The transport secretary’s pronouncement that customers could have full confidence to book their summer holiday felt hollow, says Travel Weekly editor-in-chief Lucy Huxley
The government’s confirmation last week that Atol protection on package holiday bookings extended to refund credit notes was a bittersweet moment for many.
The announcement and long-awaited CAA guidance was seen as vindication for those forced to create a scheme they acknowledged wasn’t perfect or desirable but was a potential lifeline for many in the industry facing a complete shutdown of business.
It will also have come as a huge relief for agents still trying to deal with customers’ refund concerns and frustrations and particularly those for whom the threat of chargebacks is now partially eased.
Yet the transport secretary’s bold pronouncement that customers could have full confidence to book their summer holiday still felt hollow given the lack of tangible backing the industry has received from the government – not to mention the erosion of trust and confidence the prolonged silence has exacerbated.
The rationale for the creation of refund credit notes in March was the desire to keep companies afloat and prevent the loss of thousands of jobs.
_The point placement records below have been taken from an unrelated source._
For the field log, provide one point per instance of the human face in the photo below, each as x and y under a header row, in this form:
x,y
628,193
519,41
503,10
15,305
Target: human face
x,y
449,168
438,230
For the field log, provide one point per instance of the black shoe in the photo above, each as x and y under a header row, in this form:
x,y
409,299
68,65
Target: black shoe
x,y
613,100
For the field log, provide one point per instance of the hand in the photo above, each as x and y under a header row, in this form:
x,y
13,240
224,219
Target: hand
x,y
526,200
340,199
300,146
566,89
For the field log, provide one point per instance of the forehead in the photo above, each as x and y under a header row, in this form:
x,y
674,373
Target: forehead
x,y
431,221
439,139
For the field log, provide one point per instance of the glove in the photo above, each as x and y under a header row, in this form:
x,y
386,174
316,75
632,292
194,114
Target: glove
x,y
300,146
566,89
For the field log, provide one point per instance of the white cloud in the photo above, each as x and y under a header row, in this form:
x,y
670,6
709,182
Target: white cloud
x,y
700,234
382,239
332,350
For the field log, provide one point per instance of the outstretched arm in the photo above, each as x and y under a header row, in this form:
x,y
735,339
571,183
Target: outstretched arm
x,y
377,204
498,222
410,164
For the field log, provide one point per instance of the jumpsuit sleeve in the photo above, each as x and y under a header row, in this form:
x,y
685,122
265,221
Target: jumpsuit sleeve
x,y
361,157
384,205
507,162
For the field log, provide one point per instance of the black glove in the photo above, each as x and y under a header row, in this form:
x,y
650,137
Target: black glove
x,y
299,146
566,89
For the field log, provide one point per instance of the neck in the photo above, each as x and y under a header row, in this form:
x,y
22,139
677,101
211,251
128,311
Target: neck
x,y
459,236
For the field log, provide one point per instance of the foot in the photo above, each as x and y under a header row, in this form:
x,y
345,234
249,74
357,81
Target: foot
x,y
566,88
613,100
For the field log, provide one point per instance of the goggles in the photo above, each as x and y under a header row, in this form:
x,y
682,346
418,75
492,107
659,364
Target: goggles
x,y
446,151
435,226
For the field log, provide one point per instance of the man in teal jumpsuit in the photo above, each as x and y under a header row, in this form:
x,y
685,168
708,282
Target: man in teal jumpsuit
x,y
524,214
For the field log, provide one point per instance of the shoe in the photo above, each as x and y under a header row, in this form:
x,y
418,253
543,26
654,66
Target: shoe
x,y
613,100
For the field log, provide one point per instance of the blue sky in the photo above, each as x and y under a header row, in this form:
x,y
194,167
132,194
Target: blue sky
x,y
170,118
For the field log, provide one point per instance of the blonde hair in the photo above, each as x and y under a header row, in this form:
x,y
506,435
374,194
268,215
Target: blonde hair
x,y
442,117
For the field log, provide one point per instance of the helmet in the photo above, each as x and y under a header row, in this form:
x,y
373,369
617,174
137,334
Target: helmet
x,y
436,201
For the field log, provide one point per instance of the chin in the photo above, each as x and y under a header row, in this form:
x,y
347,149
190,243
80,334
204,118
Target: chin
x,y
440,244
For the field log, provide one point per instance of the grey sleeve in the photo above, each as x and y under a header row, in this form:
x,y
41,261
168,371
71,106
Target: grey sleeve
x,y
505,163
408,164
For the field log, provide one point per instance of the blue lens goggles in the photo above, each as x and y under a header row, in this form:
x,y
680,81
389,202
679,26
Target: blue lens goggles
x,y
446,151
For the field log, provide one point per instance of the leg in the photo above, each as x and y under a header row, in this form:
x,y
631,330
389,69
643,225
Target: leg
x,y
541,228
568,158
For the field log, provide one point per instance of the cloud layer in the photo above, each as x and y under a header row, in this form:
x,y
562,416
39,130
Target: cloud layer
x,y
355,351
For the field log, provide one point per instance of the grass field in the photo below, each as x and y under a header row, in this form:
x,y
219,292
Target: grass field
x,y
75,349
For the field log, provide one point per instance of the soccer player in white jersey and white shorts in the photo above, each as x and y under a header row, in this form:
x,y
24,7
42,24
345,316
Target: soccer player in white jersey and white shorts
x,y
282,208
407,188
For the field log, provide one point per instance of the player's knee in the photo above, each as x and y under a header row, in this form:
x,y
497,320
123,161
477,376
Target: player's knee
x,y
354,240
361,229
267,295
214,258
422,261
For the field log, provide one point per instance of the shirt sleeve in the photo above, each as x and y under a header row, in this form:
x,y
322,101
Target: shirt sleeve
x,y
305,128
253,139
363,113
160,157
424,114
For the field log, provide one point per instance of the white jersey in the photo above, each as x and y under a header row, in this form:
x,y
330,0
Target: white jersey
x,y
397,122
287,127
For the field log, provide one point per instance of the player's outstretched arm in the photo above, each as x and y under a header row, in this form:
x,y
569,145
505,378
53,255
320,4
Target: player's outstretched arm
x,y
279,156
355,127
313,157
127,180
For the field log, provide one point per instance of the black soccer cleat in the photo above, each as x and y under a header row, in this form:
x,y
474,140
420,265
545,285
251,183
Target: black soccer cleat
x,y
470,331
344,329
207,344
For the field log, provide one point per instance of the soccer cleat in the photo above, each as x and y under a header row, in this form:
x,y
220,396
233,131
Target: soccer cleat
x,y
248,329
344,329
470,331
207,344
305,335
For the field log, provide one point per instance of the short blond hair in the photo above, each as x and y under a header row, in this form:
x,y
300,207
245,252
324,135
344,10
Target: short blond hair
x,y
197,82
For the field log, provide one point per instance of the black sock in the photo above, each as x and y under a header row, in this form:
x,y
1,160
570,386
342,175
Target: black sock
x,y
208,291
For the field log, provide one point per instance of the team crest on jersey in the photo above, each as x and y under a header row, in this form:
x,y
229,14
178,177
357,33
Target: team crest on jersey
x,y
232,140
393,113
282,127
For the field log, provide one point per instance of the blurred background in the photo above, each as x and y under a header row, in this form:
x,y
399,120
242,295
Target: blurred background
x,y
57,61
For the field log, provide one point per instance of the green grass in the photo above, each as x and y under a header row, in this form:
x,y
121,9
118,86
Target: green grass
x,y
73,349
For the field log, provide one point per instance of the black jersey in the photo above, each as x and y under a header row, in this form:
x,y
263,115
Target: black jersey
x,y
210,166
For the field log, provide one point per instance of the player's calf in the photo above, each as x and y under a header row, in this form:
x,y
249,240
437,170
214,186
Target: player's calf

But the failures of Cruise & Maritime Voyages and Fleetway Travel in the last 10 days, and the continuing stream of company restructures and redundancies, demonstrate that the future remains bleak for many.
While the travel, aviation and hospitality industries are far from alone in calling for tailored support, we can only hope that the transport secretary’s comments indicate that the parlous state and unique challenges of these linked sectors is finally being acknowledged at the highest level.